Coolidge set to work, and produced a two-thousand-word essay on time. No primary research was required; he simply used his notes from Morse’s class, and distilled them into a concise statement. He stressed the themes that Morse had taught his students for instance, the idea, popular in the 1890s, that people of Anglo-Saxon heritage had a special devotion to political freedom, and the American Revolution was only one in a series of uprisings by Anglo-Saxons who felt themselves oppressed. Coolidge began with “the genius for freedom that has led the race from the primeval forests of Germany.”
The Revolution was more than a mere uprising of oppressed people, he went on. It was a deeply conservative struggle of a free people trying to hold on to their freedom against “Parliamentary encroachments.” George III, by nature a despot who wanted absolute rule, forced a policy upon the colonies “that he could not, and dared not, force upon England.” In resisting him, the American patriots fought for the liberty of Englishmen as well as their own.
Conservative even at twenty-two, Coolidge chose to downplay the notion that the Revolution was justifiable as a tax revolt against an oppressive government. “The fact is,” he wrote, “it is a duty to the state to pay taxes. The real principle was not one of the right of the state or the duty of citizens; it was a question of government, a question of form and method.”
The summer after graduation, at home in Plymouth, Coolidge learned that his essay had won first prize in the Amherst competition. Professor Morse congratulated him on obtaining the silver medal. John Coolidge, Calvin’s father, was less impressed, remarking that a college prize “would buy no bread and butter.”
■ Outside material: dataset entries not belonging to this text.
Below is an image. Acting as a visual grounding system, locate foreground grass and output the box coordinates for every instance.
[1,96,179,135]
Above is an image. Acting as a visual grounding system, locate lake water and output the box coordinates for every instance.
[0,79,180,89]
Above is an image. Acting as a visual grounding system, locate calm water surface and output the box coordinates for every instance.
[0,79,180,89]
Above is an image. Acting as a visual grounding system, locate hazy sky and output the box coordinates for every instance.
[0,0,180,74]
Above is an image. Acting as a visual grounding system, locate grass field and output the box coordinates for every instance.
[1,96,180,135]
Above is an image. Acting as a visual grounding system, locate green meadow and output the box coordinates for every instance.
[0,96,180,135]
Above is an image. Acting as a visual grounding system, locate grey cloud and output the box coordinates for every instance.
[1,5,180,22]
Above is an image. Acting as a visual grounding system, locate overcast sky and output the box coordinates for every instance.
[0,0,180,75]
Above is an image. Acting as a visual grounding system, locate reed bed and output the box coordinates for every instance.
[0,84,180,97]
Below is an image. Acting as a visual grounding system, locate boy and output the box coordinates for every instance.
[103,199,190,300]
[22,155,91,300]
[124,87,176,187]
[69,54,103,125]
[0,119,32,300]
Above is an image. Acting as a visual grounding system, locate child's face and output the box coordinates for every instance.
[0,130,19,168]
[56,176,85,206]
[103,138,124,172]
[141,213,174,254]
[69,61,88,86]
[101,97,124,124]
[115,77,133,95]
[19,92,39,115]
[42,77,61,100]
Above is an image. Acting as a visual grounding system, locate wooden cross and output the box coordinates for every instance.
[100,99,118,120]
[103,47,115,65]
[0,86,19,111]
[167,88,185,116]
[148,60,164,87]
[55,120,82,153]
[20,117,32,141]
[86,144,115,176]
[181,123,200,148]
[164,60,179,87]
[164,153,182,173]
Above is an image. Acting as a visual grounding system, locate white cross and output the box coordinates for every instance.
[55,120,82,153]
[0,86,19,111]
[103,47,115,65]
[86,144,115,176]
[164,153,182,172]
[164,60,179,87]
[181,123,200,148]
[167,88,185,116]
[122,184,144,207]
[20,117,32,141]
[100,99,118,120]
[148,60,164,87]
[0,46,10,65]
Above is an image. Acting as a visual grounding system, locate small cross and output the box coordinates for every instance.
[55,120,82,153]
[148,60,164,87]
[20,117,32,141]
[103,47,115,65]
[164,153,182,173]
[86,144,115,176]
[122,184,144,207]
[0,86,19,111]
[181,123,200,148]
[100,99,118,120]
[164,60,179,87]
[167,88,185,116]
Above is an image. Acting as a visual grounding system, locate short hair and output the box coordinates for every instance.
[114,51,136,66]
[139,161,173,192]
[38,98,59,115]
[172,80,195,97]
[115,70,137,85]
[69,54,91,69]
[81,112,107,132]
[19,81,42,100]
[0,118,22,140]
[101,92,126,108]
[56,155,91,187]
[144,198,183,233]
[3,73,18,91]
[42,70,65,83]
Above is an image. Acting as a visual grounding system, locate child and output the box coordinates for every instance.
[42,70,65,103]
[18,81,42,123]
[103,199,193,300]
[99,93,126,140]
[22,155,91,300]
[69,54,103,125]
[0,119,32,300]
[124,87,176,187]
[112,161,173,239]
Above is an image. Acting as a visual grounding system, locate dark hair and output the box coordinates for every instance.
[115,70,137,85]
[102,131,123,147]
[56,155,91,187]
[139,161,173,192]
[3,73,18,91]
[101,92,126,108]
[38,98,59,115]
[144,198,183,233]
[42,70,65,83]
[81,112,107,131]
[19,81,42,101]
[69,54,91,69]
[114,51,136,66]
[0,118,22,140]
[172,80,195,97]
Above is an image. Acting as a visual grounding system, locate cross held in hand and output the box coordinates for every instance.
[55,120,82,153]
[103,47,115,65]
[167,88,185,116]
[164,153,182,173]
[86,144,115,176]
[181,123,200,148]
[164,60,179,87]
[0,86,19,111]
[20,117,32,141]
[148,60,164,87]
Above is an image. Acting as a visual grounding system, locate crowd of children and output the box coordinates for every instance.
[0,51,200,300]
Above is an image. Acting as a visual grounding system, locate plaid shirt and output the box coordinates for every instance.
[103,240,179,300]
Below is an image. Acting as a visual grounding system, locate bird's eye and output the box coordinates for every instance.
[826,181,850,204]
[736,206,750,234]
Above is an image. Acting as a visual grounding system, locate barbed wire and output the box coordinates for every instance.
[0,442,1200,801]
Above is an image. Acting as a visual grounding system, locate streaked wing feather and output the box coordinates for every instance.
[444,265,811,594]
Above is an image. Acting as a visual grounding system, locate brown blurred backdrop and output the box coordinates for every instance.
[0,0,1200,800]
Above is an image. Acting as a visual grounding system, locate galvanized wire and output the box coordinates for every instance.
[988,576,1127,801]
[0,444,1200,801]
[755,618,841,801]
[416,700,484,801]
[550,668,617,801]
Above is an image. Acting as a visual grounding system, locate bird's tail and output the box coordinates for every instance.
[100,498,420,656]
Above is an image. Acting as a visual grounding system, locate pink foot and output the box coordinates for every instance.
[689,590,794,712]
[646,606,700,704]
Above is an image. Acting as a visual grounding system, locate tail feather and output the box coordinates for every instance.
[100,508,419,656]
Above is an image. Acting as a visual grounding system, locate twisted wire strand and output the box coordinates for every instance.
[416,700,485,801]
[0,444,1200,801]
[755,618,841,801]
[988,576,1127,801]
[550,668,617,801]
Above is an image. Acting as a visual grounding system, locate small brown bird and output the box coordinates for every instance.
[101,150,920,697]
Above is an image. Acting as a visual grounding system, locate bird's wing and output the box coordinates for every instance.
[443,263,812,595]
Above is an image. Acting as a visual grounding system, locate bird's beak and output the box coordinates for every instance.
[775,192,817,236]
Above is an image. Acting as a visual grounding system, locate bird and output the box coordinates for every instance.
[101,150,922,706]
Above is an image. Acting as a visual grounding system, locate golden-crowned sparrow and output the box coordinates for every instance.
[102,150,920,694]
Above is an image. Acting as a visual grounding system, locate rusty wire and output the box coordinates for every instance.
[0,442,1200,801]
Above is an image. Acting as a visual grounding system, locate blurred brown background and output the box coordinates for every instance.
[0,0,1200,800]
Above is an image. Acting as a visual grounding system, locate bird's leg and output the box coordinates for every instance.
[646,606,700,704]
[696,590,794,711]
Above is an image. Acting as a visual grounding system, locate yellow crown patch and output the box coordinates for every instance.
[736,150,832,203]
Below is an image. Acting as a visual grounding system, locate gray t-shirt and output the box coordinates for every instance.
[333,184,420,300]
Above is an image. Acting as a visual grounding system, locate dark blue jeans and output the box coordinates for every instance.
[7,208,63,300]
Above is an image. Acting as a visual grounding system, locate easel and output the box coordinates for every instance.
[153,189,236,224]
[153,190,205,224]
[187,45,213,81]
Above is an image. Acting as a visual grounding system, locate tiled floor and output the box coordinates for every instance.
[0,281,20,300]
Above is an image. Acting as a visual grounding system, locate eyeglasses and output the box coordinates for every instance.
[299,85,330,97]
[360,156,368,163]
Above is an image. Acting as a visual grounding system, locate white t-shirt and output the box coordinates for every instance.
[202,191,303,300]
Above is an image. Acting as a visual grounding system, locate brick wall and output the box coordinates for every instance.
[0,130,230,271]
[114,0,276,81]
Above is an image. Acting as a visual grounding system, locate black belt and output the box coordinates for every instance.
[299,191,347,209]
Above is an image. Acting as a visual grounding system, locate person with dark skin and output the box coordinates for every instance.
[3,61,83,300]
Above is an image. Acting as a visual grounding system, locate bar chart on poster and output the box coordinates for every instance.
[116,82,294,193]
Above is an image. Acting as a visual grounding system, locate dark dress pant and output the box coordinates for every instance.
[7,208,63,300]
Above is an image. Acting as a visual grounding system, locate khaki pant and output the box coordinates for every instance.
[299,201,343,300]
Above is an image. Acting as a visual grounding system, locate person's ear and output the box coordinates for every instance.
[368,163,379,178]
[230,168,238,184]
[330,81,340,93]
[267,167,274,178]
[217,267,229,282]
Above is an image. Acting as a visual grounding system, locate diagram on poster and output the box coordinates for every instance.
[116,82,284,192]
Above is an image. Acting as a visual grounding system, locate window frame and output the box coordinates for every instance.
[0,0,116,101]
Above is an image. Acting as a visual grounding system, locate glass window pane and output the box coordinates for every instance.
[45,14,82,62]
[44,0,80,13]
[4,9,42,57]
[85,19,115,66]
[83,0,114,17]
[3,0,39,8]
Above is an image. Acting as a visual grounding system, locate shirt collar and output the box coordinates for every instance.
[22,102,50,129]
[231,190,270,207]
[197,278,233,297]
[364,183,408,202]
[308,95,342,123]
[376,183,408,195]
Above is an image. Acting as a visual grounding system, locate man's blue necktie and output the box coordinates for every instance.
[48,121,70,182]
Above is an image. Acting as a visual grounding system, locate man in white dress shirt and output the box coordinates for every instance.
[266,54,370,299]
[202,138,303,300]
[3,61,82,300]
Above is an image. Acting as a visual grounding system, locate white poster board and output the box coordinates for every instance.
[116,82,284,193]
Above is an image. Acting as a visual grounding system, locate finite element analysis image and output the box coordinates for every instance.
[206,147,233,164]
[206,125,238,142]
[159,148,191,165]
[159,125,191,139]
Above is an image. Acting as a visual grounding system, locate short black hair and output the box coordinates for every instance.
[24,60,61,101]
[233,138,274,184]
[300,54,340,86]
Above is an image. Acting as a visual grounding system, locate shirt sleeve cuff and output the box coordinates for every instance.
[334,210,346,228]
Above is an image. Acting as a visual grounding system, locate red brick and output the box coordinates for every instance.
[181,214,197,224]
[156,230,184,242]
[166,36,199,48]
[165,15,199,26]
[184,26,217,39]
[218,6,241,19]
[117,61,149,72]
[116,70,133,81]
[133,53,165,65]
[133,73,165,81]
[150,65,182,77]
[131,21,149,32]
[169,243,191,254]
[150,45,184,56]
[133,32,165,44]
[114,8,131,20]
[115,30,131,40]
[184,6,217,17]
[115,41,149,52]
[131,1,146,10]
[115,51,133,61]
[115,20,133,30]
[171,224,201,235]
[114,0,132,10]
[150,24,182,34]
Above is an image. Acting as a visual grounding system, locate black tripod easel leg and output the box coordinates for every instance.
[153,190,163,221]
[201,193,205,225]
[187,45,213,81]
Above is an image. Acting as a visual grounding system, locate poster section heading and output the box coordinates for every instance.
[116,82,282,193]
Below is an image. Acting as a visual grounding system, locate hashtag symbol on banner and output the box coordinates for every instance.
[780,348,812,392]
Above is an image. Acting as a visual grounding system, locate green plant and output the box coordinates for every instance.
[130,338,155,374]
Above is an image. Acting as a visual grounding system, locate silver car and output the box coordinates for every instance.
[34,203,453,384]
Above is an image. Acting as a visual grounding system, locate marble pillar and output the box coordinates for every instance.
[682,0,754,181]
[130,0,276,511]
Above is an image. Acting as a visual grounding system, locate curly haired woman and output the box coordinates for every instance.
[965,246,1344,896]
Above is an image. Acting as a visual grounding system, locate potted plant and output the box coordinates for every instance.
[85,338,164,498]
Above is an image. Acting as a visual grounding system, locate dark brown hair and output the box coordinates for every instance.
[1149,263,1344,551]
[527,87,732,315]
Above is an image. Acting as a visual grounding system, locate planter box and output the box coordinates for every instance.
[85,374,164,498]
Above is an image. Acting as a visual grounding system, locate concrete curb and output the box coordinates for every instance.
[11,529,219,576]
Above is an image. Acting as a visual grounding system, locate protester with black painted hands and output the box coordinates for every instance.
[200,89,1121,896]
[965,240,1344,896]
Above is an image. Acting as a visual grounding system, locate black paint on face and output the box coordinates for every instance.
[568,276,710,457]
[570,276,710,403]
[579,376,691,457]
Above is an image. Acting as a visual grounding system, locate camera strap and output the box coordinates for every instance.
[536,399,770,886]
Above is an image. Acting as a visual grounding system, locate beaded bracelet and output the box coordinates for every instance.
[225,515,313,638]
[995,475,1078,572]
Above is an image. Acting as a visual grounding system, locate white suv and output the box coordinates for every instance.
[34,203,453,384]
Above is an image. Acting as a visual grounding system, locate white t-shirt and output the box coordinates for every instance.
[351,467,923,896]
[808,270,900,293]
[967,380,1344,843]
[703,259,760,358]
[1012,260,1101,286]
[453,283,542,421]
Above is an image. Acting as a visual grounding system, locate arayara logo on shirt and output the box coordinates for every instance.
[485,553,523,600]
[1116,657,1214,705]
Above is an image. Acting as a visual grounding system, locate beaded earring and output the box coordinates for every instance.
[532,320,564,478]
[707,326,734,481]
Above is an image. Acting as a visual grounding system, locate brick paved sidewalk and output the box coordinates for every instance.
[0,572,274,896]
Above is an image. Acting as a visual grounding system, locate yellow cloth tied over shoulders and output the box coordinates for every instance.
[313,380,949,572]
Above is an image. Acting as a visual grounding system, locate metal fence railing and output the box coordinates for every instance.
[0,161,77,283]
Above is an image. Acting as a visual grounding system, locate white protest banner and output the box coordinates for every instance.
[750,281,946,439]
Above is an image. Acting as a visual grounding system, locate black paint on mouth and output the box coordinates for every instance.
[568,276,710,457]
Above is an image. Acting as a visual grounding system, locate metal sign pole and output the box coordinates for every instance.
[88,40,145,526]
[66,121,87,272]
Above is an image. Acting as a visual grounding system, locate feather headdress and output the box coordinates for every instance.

Coolidge’s essay went on to the national contest. In December 1895, six months later, Coolidge, who was now a law student in Northampton, Mass., learned that it had been awarded the gold medal for first place. Henry Field, his employer, congratulated him, and so did the Northampton newspaper. Coolidge said nothing to his father about it, letting him learn through the newspaper, as he explained later, “I had no reason to suppose you were interested in my winning medals.”